We spare the reader a transcription of this production. Mephistopheles had a good deal to do with it, and it was probably written during some midnight ecstasy, when the young woman had been reading Faust. It was meant to be very fearful; and as the authoress read it herself, all the terrible passages were rendered with emphasis.

Mrs. Yorke listened with a doubtful face. The reading was quite out of her gentle mental sphere; and Carl's hand shaded his eyes, which had a habit of laughing when his lips did not. Mr. Yorke, with his mouth very much down at the corners, his eyes very much cast down, and his eyebrows very much raised, glanced over a page of the book in his hand.
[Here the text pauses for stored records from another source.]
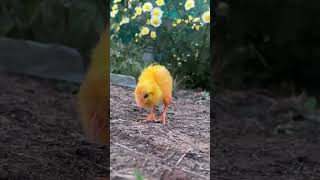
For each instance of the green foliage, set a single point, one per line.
(184, 48)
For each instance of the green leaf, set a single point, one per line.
(6, 25)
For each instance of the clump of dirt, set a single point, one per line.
(40, 135)
(258, 135)
(153, 148)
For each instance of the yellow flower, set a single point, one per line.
(189, 4)
(157, 12)
(153, 34)
(124, 20)
(160, 2)
(147, 7)
(117, 28)
(196, 19)
(145, 31)
(113, 13)
(138, 10)
(155, 21)
(129, 4)
(206, 17)
(115, 7)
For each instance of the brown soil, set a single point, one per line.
(153, 148)
(40, 136)
(259, 136)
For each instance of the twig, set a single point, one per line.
(185, 170)
(125, 147)
(183, 156)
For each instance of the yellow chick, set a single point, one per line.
(154, 85)
(94, 94)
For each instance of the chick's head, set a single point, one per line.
(147, 94)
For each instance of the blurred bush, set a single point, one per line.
(264, 43)
(178, 32)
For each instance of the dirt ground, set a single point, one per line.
(255, 135)
(40, 136)
(258, 135)
(152, 148)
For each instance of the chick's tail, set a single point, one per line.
(93, 97)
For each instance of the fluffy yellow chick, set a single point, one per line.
(154, 85)
(94, 94)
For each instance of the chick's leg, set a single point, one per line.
(152, 115)
(99, 129)
(166, 102)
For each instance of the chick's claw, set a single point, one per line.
(151, 118)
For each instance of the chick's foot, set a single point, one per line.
(163, 118)
(151, 118)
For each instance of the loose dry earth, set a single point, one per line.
(152, 148)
"I chanced to-night across the first touch of humor I have seen in Villemain," he said. "He quotes Crébillon: 'Corneille à pris le ciel, Racine la terre; il ne me restait plus que l'enfer. Je m'y suis jetté à corps perdu.' 'Malheureusement,' says Villemain, 'malheureusement il n'est pas aussi infernal qu'il le croit.'"
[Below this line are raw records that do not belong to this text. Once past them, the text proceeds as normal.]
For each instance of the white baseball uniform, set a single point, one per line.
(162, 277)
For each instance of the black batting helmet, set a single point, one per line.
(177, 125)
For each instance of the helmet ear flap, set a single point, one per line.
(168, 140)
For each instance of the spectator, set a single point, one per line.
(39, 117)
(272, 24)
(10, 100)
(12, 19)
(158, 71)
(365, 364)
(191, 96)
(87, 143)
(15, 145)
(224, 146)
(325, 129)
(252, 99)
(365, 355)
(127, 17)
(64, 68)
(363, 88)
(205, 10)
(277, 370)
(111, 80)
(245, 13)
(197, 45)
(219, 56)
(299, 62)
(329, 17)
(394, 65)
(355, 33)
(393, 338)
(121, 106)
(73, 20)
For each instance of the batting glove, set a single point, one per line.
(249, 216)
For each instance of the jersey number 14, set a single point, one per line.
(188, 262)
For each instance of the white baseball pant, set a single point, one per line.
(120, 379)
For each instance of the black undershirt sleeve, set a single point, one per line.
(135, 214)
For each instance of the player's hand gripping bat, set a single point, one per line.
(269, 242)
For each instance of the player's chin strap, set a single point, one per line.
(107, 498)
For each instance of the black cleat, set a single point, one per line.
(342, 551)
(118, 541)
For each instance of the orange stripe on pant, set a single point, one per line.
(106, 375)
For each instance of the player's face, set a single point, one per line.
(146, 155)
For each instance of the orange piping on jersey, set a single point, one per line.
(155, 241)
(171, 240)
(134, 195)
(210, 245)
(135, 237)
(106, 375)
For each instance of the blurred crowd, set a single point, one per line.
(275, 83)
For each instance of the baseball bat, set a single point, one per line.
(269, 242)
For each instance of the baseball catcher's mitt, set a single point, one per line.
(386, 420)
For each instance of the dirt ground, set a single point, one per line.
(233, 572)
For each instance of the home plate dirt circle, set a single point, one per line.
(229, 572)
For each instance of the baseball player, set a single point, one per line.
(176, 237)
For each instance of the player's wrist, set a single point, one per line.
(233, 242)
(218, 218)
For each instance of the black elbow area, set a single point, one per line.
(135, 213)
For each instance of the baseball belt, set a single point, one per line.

Without raising his face, Mr. Yorke lifted his eyes, and shot at the poetess a glance over his glasses.

Instantly her face became suffused with blushes, and her eyes with tears.

Mrs. Yorke spoke hastily. "I am sure, papa, the dear girls deserve every encouragement for their intentions and efforts. I am grateful and happy to see how nobly they are taking our troubles; and I cannot doubt that, with their talents and good-will, they will accomplish something. But it is too late to talk more about it to-night. You must be tired, and my head is as heavy as a poppy. Shall we have prayers?"

She rose in speaking, went to the table, and, standing between her two elder daughters, with an arm round the neck of each, kissed them both, tears standing in her eyes. "If you never succeed in winning fame, my dears," she said, "I shall still be proud and fond of you. Your sweet, helpful spirit is better than many books."